So hat etwa der Kanton Zürich den Spitälern vorgeschrieben, dass es bei einigen Eingriffen ein Minimum von zehn Operationen pro Jahr brauche. Sonst kommen sie nicht auf die kantonale Spitalliste, und die Krankenkassen müssen diese Operationen nicht bezahlen. Kleine Spitäler wehren sich dagegen. Sie haben noch höhere Mindestfallzahlen blockiert.

Dabei sind schwierige Operationen in kleinen Regionalspitälern am gefährlichsten. «Die meisten Krebsoperationen mit hohem Risiko finden in der Schweiz immer noch in Spitälern mit tiefen Fallzahlen statt», steht in einer Studie, die der St. Galler Krebsarzt Ulrich Güller diesen Sommer publiziert hat. Sie erfasste rund 18'000 Operationen von 1999 bis 2012. Untersucht hat Güller, wie viele Patienten nach der Operation im Spital starben.

Nach Operationen von Mastdarmkrebs kam es demnach in grossen Spitälern mit hohen Fallzahlen zu 29 Prozent weniger Todesfällen als in Spitälern mit tiefen Fallzahlen. Bei Magenkrebs gab es 32 Prozent weniger Todesfälle, bei Speiseröhrenkrebs 49 Prozent weniger und bei Bauchspeicheldrüsenkrebs sogar 68 Prozent weniger.

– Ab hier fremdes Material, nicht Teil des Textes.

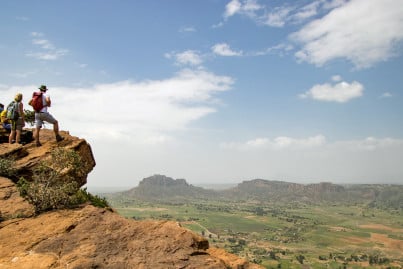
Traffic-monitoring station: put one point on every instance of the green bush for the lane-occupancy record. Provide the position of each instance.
(7, 167)
(29, 117)
(53, 184)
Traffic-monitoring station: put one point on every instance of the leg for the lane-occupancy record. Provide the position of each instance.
(56, 128)
(56, 131)
(36, 136)
(11, 136)
(18, 136)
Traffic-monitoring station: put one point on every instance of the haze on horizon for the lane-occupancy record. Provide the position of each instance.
(217, 91)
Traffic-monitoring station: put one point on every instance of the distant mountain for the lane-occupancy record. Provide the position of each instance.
(161, 188)
(266, 190)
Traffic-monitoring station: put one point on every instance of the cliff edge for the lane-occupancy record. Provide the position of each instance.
(88, 236)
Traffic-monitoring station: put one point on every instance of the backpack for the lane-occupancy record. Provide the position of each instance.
(36, 101)
(12, 111)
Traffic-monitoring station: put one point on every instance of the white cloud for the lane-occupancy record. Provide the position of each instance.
(244, 7)
(22, 18)
(280, 50)
(233, 7)
(142, 112)
(362, 31)
(278, 17)
(223, 49)
(341, 92)
(188, 57)
(278, 143)
(370, 144)
(48, 50)
(186, 29)
(336, 78)
(386, 95)
(318, 142)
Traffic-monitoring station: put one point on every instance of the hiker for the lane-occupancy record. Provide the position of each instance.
(42, 114)
(3, 116)
(19, 123)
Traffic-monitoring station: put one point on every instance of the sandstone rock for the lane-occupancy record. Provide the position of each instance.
(90, 237)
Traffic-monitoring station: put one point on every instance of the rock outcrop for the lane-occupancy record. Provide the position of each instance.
(90, 237)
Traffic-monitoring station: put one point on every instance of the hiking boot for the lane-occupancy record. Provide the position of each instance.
(59, 138)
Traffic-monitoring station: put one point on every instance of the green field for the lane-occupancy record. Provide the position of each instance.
(291, 235)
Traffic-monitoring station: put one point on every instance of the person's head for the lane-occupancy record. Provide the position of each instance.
(43, 88)
(18, 97)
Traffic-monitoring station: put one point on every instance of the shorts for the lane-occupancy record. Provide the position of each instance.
(17, 124)
(43, 116)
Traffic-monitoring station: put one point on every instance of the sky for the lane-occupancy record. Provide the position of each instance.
(217, 91)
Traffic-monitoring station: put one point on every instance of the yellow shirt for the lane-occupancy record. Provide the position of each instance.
(3, 116)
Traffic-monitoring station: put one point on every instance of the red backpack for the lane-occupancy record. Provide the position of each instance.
(36, 101)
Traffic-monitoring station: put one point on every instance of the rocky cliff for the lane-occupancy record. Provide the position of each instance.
(87, 236)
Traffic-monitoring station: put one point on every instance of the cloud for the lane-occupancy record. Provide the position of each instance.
(188, 57)
(318, 142)
(47, 50)
(278, 17)
(245, 7)
(278, 143)
(386, 95)
(139, 112)
(223, 49)
(364, 32)
(187, 29)
(341, 92)
(370, 144)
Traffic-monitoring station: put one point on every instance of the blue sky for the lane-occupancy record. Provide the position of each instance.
(217, 91)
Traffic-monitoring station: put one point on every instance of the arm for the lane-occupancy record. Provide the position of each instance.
(22, 111)
(48, 102)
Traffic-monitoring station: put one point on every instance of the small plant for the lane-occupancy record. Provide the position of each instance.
(29, 117)
(54, 185)
(84, 196)
(7, 167)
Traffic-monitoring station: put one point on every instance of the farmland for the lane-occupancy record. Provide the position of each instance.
(287, 235)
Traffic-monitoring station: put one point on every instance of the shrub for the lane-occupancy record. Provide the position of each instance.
(53, 183)
(29, 117)
(7, 167)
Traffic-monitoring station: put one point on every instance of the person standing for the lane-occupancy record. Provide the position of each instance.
(44, 116)
(5, 122)
(18, 124)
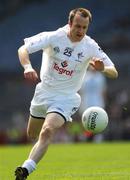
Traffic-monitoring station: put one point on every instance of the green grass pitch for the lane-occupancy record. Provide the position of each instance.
(103, 161)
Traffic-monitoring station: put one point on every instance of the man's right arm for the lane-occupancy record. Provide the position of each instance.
(29, 73)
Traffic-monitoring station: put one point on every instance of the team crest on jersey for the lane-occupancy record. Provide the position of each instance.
(68, 51)
(64, 64)
(56, 49)
(80, 55)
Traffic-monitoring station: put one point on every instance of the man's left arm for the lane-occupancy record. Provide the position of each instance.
(108, 70)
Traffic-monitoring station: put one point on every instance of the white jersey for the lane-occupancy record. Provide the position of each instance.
(64, 63)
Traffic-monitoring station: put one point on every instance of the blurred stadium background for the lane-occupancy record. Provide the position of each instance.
(23, 18)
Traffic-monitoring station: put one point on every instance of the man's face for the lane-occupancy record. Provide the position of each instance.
(78, 28)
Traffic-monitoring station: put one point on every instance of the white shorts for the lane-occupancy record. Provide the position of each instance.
(47, 101)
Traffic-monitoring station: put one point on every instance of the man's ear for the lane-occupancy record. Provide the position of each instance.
(70, 24)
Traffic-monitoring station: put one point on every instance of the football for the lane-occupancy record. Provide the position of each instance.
(95, 119)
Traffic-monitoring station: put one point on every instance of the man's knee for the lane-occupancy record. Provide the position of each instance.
(31, 135)
(46, 133)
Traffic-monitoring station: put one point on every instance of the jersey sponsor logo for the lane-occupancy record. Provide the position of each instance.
(62, 70)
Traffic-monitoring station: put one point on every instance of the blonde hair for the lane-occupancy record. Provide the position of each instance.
(82, 11)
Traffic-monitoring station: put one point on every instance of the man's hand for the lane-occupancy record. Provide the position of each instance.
(97, 64)
(30, 74)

Eingriffe: Übung macht den Meister

Hohe Fallzahlen verbessern das Resultat der Behandlung. In Deutschland sind den Spitälern für künstliche Gelenke an Knie und Hüfte mindestens 50 Operationen pro Jahr empfohlen, ebenso bei Herzklappen-Operationen. Bei Organtransplantationen verbessern 20 oder 25 Fälle pro Jahr die Qualität. Auch in der Fortpflanzungsmedizin erhöht Übung die Erfolgsquote: Spitäler und Praxen, die In-vitro-Fertilisation anbieten, sollten mindestens 100 Zyklen pro Jahr durchführen. Je nach Klinik kommt es nach durchschnittlich 8 von 100 Zyklen zu einer Schwangerschaft, in anderen erst nach über 40. 

Noch deutlicher fallen die neusten Zahlen des Bundesamts für Statistik und des BAG für die Jahre 2008 bis 2015 aus. Für den Beobachter exklusiv ausgewertet hat sie Josef Hunkeler. Der frühere Gesundheitsexperte beim Preisüberwacher analysierte 22'745 Krebsoperationen an Mastdarm, Magen, Bauchspeicheldrüse und Speiseröhre. Sein Fazit: 116 Menschen wären nicht im Spital gestorben, wenn sie sich in einer grossen Klinik mit Routine hätten behandeln lassen. 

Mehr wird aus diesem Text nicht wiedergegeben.